La forme, disait Victor Hugo, c'est le fond qui remonte à la surface. Dès lors on comprend mieux pourquoi Emmanuel Macron et le gouvernement s'attachent à organiser le plus méticuleusement, le plus clairement et le plus précisément possible le cadre du Grand débat qui s'ouvre aujourd'hui pour deux mois afin de trouver une sortie à la crise des Gilets jaunes. Car l'exécutif sait qu'après l'épreuve orale – les vœux du Président – et l'épreuve écrite – la lettre aux Français d'Emmanuel Macron publiée hier notamment dans La Dépêche – il n'y aura pas de session de rattrapage… Ainsi, après la défection surprise de Chantal Jouanno du pilotage du Grand débat, Emmanuel Macron et Edouard Philippe jouent cartes sur table. Deux ministres – qui ont mouillé le maillot dans la crise des Gilets jaunes – vont copiloter le débat, un comité de sages sera garant de sa bonne tenue, des référents à l'impartialité indiscutable seront nommés dans chaque département. Un kit d'outils sera disponible pour l'organisation des débats locaux par les Français. Et les maires et les associations, si souvent toisés par Emmanuel Macron par le passé, vont pourvoir jouer un rôle capital. Autant d'éléments qui peuvent permettre de retrouver le chemin d'une discussion démocratique. Autant de jalons pour retisser du lien et débattre «en confiance» comme le souhaite Emmanuel Macron en conclusion de sa lettre.

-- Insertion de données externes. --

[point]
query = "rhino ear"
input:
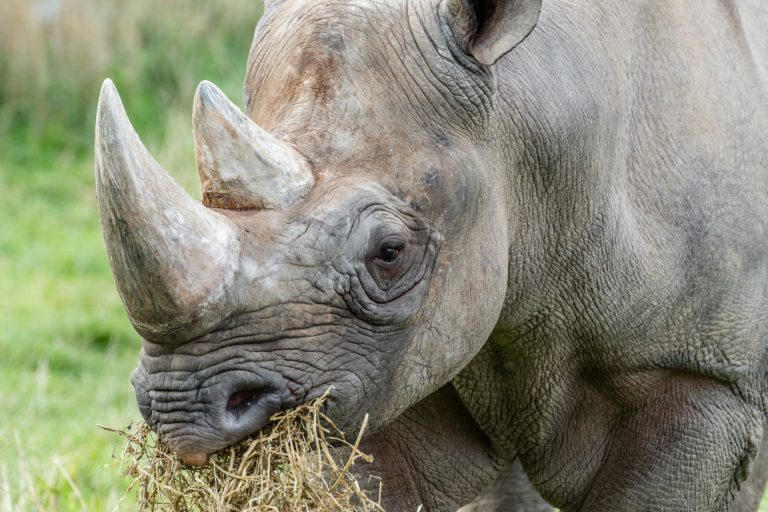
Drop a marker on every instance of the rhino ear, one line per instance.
(488, 29)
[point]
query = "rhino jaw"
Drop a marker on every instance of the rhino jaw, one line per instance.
(172, 259)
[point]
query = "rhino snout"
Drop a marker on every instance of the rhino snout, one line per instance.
(204, 417)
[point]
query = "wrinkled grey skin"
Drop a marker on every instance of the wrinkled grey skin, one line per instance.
(583, 267)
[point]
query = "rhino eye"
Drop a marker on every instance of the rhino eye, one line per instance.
(389, 252)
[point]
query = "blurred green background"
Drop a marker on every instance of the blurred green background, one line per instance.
(66, 347)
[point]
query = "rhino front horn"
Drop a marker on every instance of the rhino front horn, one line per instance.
(173, 259)
(242, 166)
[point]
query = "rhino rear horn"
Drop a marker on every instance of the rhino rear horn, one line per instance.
(242, 166)
(488, 29)
(172, 258)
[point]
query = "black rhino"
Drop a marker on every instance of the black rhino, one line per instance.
(509, 230)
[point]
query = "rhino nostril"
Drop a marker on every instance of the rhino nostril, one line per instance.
(242, 401)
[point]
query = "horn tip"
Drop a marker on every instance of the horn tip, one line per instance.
(208, 96)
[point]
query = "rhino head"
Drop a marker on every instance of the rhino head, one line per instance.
(352, 232)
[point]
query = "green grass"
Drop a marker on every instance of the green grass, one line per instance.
(66, 347)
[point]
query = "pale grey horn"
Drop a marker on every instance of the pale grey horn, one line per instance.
(242, 166)
(173, 259)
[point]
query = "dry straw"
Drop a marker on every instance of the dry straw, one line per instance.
(286, 467)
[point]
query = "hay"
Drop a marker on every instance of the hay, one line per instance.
(286, 467)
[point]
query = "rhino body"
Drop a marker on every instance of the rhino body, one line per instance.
(515, 234)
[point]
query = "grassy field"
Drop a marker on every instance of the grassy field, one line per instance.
(66, 347)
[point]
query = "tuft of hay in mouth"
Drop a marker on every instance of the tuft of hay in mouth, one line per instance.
(287, 467)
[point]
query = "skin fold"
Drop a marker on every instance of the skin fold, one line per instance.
(527, 238)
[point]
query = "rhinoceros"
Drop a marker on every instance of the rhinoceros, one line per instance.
(515, 233)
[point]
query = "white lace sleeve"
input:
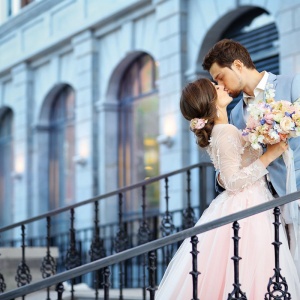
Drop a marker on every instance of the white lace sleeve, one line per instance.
(228, 150)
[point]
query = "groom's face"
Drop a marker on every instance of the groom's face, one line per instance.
(230, 78)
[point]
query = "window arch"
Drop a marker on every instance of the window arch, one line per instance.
(256, 30)
(6, 166)
(138, 128)
(62, 148)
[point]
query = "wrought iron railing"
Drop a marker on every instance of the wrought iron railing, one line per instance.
(78, 247)
(276, 281)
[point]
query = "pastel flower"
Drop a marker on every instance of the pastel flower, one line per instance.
(287, 124)
(197, 123)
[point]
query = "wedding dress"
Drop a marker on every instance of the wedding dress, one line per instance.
(243, 175)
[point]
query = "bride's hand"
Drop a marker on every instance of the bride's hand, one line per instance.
(273, 152)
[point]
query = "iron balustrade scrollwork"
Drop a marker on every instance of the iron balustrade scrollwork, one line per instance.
(72, 257)
(152, 268)
(150, 248)
(120, 244)
(144, 232)
(106, 282)
(2, 283)
(23, 275)
(48, 265)
(237, 293)
(144, 236)
(121, 239)
(277, 286)
(188, 213)
(59, 289)
(97, 250)
(195, 273)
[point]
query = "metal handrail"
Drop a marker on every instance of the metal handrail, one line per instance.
(103, 196)
(147, 247)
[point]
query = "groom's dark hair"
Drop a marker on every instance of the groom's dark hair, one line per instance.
(225, 52)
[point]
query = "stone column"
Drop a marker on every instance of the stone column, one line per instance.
(86, 66)
(23, 109)
(171, 19)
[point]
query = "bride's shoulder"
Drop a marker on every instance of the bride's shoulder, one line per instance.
(226, 129)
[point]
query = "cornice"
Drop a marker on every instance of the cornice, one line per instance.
(27, 13)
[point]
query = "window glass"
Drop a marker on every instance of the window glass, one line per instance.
(6, 167)
(138, 129)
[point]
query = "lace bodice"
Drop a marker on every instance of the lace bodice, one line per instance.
(237, 162)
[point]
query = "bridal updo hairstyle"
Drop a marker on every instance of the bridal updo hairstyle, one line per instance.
(198, 100)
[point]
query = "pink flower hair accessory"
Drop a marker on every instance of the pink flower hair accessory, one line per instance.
(197, 123)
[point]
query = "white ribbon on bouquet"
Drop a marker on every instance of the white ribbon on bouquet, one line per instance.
(291, 211)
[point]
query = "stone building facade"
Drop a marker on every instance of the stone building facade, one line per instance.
(71, 70)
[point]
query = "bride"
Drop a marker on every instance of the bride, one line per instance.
(242, 171)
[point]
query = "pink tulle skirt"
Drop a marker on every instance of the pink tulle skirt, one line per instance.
(216, 249)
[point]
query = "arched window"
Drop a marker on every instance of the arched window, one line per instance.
(138, 129)
(256, 30)
(6, 167)
(62, 149)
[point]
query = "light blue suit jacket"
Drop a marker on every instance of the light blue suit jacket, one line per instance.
(286, 88)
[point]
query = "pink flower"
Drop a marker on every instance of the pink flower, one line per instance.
(197, 123)
(269, 118)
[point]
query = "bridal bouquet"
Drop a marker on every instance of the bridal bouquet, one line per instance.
(272, 121)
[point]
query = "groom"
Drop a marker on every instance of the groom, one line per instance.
(230, 64)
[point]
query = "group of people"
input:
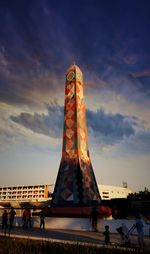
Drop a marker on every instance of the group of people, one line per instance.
(123, 230)
(8, 219)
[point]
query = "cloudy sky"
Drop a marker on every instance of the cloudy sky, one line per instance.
(110, 42)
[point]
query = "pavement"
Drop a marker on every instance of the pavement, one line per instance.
(70, 236)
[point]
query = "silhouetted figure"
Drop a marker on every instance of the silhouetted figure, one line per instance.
(12, 214)
(139, 227)
(94, 218)
(24, 219)
(5, 220)
(106, 233)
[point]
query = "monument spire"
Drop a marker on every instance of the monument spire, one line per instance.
(75, 184)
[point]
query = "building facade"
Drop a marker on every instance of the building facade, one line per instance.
(108, 192)
(24, 193)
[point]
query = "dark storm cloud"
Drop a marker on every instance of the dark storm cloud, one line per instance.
(42, 38)
(49, 125)
(111, 128)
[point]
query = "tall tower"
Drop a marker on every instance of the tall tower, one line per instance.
(75, 184)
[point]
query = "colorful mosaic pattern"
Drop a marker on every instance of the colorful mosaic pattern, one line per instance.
(75, 184)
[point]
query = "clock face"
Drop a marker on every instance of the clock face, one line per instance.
(70, 76)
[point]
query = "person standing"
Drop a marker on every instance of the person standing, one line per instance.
(42, 220)
(106, 233)
(4, 220)
(11, 218)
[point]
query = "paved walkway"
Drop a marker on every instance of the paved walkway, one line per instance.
(69, 236)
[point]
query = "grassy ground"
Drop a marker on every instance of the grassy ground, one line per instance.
(22, 246)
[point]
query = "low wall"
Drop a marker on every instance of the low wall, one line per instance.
(82, 224)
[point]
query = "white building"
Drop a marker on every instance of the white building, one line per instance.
(32, 193)
(108, 192)
(24, 193)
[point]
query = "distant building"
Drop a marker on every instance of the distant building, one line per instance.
(108, 192)
(44, 192)
(24, 193)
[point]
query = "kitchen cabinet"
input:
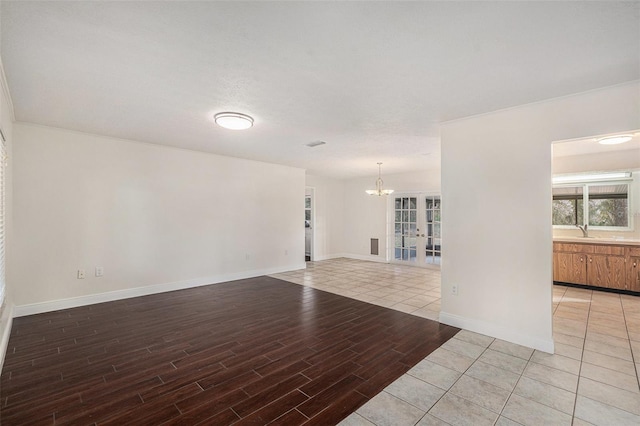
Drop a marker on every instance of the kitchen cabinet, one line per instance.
(598, 265)
(633, 269)
(570, 268)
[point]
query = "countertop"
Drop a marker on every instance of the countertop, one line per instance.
(598, 240)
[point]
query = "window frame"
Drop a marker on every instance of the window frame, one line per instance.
(585, 204)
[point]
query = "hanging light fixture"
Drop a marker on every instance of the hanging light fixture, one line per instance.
(379, 191)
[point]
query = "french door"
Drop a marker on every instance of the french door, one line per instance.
(416, 229)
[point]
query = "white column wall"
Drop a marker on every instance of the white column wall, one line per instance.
(155, 218)
(496, 192)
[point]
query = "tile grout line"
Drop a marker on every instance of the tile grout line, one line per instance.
(584, 343)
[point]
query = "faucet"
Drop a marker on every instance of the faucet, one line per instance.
(583, 228)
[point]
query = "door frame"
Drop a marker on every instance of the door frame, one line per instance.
(420, 196)
(309, 191)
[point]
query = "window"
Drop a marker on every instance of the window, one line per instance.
(599, 204)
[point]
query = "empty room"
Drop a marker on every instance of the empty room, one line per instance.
(469, 177)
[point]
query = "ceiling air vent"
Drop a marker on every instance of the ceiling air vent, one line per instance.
(316, 143)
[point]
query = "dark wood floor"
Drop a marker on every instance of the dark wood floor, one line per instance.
(253, 351)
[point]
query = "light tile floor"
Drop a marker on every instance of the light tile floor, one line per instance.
(593, 378)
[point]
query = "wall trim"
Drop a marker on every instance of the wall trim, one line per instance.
(5, 90)
(90, 299)
(497, 331)
(6, 321)
(368, 258)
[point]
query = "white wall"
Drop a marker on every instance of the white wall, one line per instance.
(328, 207)
(365, 216)
(496, 201)
(6, 123)
(155, 218)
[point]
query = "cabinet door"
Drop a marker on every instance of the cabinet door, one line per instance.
(633, 274)
(606, 271)
(570, 268)
(579, 268)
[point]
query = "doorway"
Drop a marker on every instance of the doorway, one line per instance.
(417, 229)
(308, 224)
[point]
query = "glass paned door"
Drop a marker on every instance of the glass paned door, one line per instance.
(416, 229)
(433, 247)
(405, 229)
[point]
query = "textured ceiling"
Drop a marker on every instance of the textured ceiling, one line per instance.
(373, 80)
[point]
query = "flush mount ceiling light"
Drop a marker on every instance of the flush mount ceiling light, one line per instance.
(379, 191)
(233, 120)
(614, 140)
(591, 177)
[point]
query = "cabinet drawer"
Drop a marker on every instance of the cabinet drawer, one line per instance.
(573, 248)
(585, 248)
(613, 250)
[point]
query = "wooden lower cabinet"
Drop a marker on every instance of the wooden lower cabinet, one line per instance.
(633, 274)
(598, 265)
(570, 268)
(606, 271)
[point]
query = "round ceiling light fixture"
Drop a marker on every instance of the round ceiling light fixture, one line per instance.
(614, 140)
(233, 120)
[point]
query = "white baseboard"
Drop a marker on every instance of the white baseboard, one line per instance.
(497, 331)
(369, 258)
(55, 305)
(6, 320)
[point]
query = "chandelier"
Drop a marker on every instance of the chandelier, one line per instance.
(379, 191)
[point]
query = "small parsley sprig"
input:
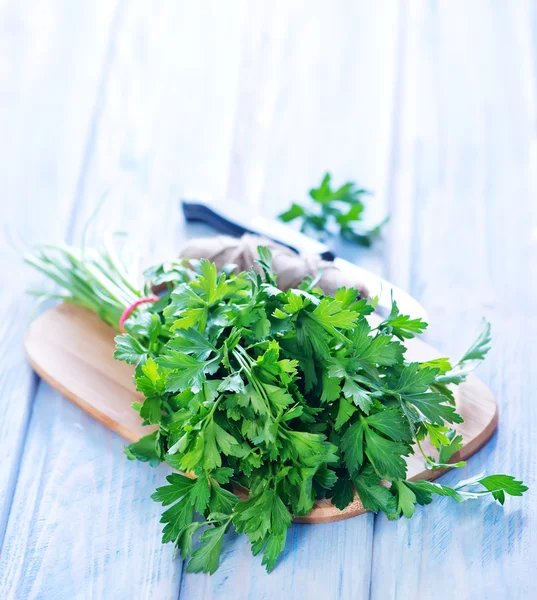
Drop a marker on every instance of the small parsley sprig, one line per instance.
(271, 400)
(334, 211)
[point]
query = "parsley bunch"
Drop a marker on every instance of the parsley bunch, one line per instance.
(334, 211)
(272, 399)
(292, 396)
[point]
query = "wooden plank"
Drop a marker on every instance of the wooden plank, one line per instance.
(51, 62)
(164, 129)
(463, 236)
(316, 93)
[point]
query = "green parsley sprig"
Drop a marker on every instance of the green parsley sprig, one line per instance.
(291, 396)
(334, 211)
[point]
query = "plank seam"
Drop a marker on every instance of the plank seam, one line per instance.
(96, 117)
(391, 177)
(12, 484)
(79, 190)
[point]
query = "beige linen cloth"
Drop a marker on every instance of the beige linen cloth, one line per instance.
(290, 267)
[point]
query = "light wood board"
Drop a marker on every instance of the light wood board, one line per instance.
(72, 349)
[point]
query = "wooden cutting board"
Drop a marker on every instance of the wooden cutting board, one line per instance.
(72, 350)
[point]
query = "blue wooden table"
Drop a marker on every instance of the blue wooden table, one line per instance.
(431, 104)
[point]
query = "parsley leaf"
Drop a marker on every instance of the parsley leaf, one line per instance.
(334, 210)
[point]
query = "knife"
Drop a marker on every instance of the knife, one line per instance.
(235, 220)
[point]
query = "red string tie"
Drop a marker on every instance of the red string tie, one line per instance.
(129, 310)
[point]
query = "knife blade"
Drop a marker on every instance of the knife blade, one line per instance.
(236, 220)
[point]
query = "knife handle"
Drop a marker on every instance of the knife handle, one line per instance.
(196, 211)
(205, 213)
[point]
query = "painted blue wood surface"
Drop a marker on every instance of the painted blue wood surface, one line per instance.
(432, 105)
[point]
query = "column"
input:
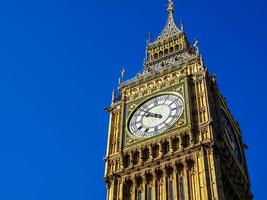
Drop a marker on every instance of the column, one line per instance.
(155, 181)
(121, 189)
(112, 188)
(144, 187)
(165, 176)
(186, 181)
(134, 189)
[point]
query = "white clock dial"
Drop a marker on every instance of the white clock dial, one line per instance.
(156, 115)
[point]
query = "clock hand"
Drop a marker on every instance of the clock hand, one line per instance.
(150, 114)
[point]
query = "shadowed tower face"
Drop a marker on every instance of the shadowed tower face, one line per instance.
(171, 134)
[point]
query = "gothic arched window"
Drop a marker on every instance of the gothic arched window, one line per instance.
(182, 190)
(140, 195)
(149, 193)
(170, 191)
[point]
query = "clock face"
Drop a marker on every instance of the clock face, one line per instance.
(156, 115)
(228, 130)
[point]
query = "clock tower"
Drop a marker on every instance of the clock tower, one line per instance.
(171, 134)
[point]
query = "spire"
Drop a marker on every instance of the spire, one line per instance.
(170, 28)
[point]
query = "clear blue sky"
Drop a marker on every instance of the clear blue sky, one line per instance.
(60, 59)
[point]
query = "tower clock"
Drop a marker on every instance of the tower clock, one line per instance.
(171, 134)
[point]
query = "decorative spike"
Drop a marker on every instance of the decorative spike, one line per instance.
(170, 7)
(113, 95)
(148, 38)
(196, 47)
(122, 73)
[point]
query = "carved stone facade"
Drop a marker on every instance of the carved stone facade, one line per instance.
(201, 157)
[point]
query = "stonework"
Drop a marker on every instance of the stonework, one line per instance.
(200, 157)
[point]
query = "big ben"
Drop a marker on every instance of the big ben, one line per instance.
(171, 134)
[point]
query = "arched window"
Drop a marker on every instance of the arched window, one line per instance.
(182, 191)
(140, 195)
(170, 191)
(158, 188)
(149, 193)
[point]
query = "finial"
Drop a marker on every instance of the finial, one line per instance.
(148, 38)
(182, 24)
(196, 46)
(122, 73)
(113, 95)
(170, 7)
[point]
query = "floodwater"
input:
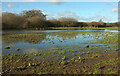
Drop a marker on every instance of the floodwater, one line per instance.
(49, 41)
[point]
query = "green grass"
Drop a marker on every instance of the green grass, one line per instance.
(66, 28)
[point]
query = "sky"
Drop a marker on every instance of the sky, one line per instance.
(82, 11)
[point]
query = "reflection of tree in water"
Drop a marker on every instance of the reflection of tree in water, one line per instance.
(65, 35)
(30, 38)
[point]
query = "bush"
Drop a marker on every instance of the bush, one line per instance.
(12, 21)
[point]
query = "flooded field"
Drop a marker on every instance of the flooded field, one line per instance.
(60, 52)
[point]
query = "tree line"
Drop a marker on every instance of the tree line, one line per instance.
(35, 19)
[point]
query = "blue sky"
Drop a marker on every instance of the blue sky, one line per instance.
(82, 11)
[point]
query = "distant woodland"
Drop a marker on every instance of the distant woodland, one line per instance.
(36, 19)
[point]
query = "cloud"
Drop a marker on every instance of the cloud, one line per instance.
(80, 18)
(10, 5)
(115, 10)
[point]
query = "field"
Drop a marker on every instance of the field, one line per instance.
(61, 52)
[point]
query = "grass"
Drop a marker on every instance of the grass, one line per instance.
(71, 28)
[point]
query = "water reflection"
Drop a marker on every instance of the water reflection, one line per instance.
(60, 40)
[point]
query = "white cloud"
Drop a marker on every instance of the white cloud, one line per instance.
(81, 18)
(10, 5)
(115, 10)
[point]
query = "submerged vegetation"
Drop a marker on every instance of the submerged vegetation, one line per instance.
(63, 52)
(35, 19)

Mais au-delà de la forme de ce débat, il y a bien sûr le fond. Emmanuel Macron a décidé de tout mettre sur la table, de ne rejeter aucun thème, y compris celui – explosif – de l'immigration, de n'interdire aucune question – lui-même en pose 35 aux Français. C'est une première dans la Ve République qu'un Président en exercice remette ainsi en jeu les sujets qui ont – théoriquement – été soldés par le suffrage électoral de 2017. Et cette démarche inédite de démocratie participative de grande ampleur ne peut qu'être saluée, quand bien même certains n'y voient qu'un exercice de communication, du bavardage, de l'enfumage. Pour autant, en expliquant « Je n'ai pas oublié que j'ai été élu sur un projet, sur de grandes orientations auxquelles je demeure fidèle », Emmanuel Macron fixe les limites qui concernent justement la pierre angulaire de la crise : sa politique fiscale, marquée par la suppression de l'ISF. Il oublie cependant qu'un grand nombre a voté pour lui, non pour son programme, mais par défaut.
Nul ne sait pour l'heure ce qu'il adviendra de ce Grand débat dans deux mois, et, surtout, ce que le gouvernement en retiendra réellement. En ouvrant la discussion sur des thématiques aussi vastes, Emmanuel Macron prend le risque de ne pouvoir satisfaire toutes les exigences et de créer ainsi des frustrations. Le Président fait là un pari sur la suite de son quinquennat, un pari aussi sur la capacité des Français à passer de la colère aux propositions, et, un jour, de la défiance à la confiance...
(Editorial publié dans La Dépêche du Midi du mardi 15 janvier 2019)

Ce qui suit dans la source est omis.